Every snick off could be called woefully bad luck, as a single millimetre difference could dramatically change the outcome.
New Zealand could be said to have been lucky to make the semis at all, with the point gained in their abandoned game being the difference between them and Pakistan.
Luck, in the short or the long run, is inevitably shared.
What if, what if… There is a custom among sports journalists at major events, with narrow deadlines to meet, to prepare an article for each eventuality. In this case, a New Zealand win and an English one.
Jonathan Liew, sports journalist, shared a passage from the now redundant former article on Twitter.
He captioned it – "GET IN THE BIN".
He managed to get at what we can all now feel.
A sense of immense relief that we do not exist in an alternate reality.
One where Guptill ran just one metre further in those seven or eight seconds after toe-edging it out to Roy at deep midwicket. Jason could have mis-fielded it as he had done earlier in the over. Guptill could have been a fraction quicker. The throw could have been wild, Buttler could have fumbled it. Any number of things could have gone wrong.
The butterfly effect… So close, yet so far… Oh what might have been... It's pick-your-cliché-o'clock in the headquarters of the UK's major newspapers.
Four years rendered worthless. Eoin Morgan and Andrew Strauss discredited. Calls for Roy to be called in for the Ashes are quickly muted when people point out that the swinging ball confounded him in the final. We are labelled flat track bullies, no better than baseball players swinging from the hip on pristine batting wickets. Morgan steps down, Stokes is a broken man after two World Cup final disasters. Michael Vaughan and Kevin Pietersen fail to hide their delight (behind their professionally applied make-up) that this so-called golden generation couldn't do what they never could.

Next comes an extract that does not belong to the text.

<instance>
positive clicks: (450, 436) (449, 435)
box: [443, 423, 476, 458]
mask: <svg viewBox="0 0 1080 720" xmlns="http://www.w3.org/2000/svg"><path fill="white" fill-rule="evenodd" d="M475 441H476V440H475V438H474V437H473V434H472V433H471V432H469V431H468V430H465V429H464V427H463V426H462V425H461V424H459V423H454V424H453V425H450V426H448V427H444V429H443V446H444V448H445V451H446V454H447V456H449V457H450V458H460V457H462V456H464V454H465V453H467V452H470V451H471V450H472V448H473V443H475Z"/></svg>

Thank God, that great umpire in the sky, that we don't have to endure that horror.
It's like when you fail a driving test – the worst part is you have to go through it all again.
In this case, the best thing is almost that we don't.

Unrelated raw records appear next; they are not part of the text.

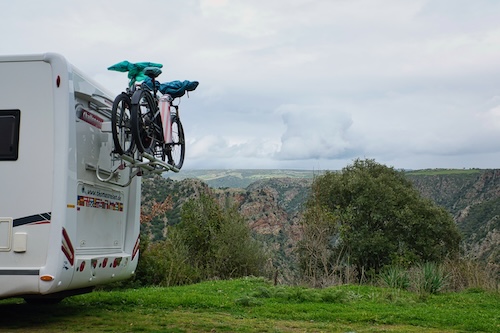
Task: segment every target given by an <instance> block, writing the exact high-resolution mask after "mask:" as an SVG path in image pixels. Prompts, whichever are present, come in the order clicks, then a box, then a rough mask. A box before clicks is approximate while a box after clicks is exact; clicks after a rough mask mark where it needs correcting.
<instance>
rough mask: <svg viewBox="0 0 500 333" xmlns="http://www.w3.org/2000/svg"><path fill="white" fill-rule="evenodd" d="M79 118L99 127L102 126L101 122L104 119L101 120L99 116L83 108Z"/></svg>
mask: <svg viewBox="0 0 500 333" xmlns="http://www.w3.org/2000/svg"><path fill="white" fill-rule="evenodd" d="M79 118H80V119H81V120H83V121H85V122H87V123H89V124H90V125H92V126H94V127H97V128H99V129H101V128H102V122H103V121H104V120H102V118H101V117H98V116H96V115H95V114H93V113H91V112H89V111H87V110H85V109H82V113H81V114H80V117H79Z"/></svg>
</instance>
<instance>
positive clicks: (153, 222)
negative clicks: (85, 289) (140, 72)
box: [142, 169, 500, 274]
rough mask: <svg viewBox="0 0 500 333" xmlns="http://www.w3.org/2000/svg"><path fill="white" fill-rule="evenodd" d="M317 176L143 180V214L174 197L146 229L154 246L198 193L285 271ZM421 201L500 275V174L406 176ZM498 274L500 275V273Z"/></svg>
mask: <svg viewBox="0 0 500 333" xmlns="http://www.w3.org/2000/svg"><path fill="white" fill-rule="evenodd" d="M322 173H323V172H318V171H301V170H299V171H297V170H181V172H180V173H179V174H168V178H163V177H160V176H156V177H144V179H143V197H142V202H143V209H145V210H146V211H147V209H148V207H149V206H150V204H151V202H152V201H153V200H155V201H162V200H164V199H165V198H166V196H171V197H172V199H173V200H172V201H173V203H174V207H173V209H172V210H170V211H169V212H167V213H166V214H165V216H160V217H157V218H156V219H155V220H153V221H152V222H151V223H150V224H149V225H148V226H144V228H145V229H146V231H147V232H148V233H149V234H150V235H151V238H152V239H153V240H159V239H162V238H163V237H165V235H166V227H167V226H168V225H173V224H176V223H178V222H179V221H180V209H181V207H182V204H183V203H184V202H185V201H186V200H188V199H189V198H192V197H193V196H195V195H196V194H197V193H199V192H200V191H206V192H212V193H214V194H215V195H216V196H217V197H218V198H219V200H220V201H221V203H228V202H230V203H234V204H236V205H237V206H238V208H239V211H240V213H241V214H242V215H243V216H245V217H246V218H247V220H248V223H249V225H250V227H251V228H252V230H254V232H255V233H256V235H257V236H258V238H259V239H261V240H262V241H263V242H264V243H265V244H267V246H269V247H270V248H271V249H273V251H272V252H273V253H274V254H275V257H274V259H273V262H274V265H275V266H277V267H281V268H282V269H283V270H286V266H287V265H288V261H289V260H291V259H292V258H293V253H294V252H293V250H294V248H295V244H296V242H297V240H298V239H300V233H301V230H300V226H299V221H300V218H301V214H302V211H303V205H304V203H305V201H306V199H307V196H308V195H309V191H310V186H311V184H312V181H313V179H314V177H315V176H318V175H320V174H322ZM406 175H407V177H408V179H410V180H411V181H412V182H413V184H414V186H415V188H416V189H417V190H418V191H419V192H420V193H421V194H422V196H424V197H427V198H429V199H431V200H433V201H434V202H435V203H436V204H438V205H440V206H442V207H444V208H445V209H447V210H448V211H449V212H450V213H451V214H452V216H453V217H454V219H455V222H456V223H457V226H458V227H459V229H460V230H461V231H462V233H463V235H464V251H465V253H467V254H468V255H469V256H472V257H476V258H478V259H480V260H483V261H485V262H488V263H490V264H491V265H493V266H495V267H497V268H498V271H499V272H500V170H481V169H464V170H456V169H432V170H414V171H408V172H406ZM499 274H500V273H499Z"/></svg>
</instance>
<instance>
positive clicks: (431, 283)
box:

Instead, every problem is happily forgotten – at least until the Ashes start in a few weeks' time.
The verdict There has been a whisper of an outcry from certain corners of the game that the World Cup should be shared, that it should have been five runs not six from the overthrow, that the boundary countback rule is a farce.
But as unlucky as New Zealand may feel, how England would feel if they hadn't won is far worse. We are the best ODI team in the world, perhaps ever. We were the best team in the World Cup, and the only one to beat every one of the top sides at least once. And boy did we beat them. We Lionel Messi-ed Australia with eight wickets and nineteen overs in hand. Australia. Defending champions, tournament favourites at that point, five-time winners.
As in our previous ODI series, we humiliated them.
No team deserved it more than us. We had multiple match winners, multiple stars, played exciting cricket, and sometimes smart cricket too. Our bowling attack matches our batting for aggression and excitement. Our fielding reaches the sensational – look at Stokes' catch at deep midwicket.
We deserved the win and we got it. New Zealand may feel heart-broken by the events of the day, but over every other time scale, England deserved it.
But although England rightfully thrust the trophy aloft, presumably with the previous winners' champagne and fingerprints cleaned off, it was pretty unanimously agreed that cricket was the real winner.
Just what the game needed... Shows the value of bowlers... Doesn't need to be a boundary-fest... Will inspire millions of "kids" (children)… This will have gained cricket a raft of new fans...
"Cricket's the winner" – a cry heard mostly as a sarcastic response to a slow half-tracker being toe-edged to point on any one of a hundred club grounds on a Saturday afternoon. But this time it was true.
It was an incredible game, highlighting everything that's good about it.
Cricket brings people together across class, nationality, and now gender too. It's a game of values, of good vs evil (the Ashes spring to mind), of suffering, faith, and delight.
Cricket teaches you how to live, and asks only for your love in return. Turning up every weekend helps too.
No, you're right, there's not a touch of religion about it.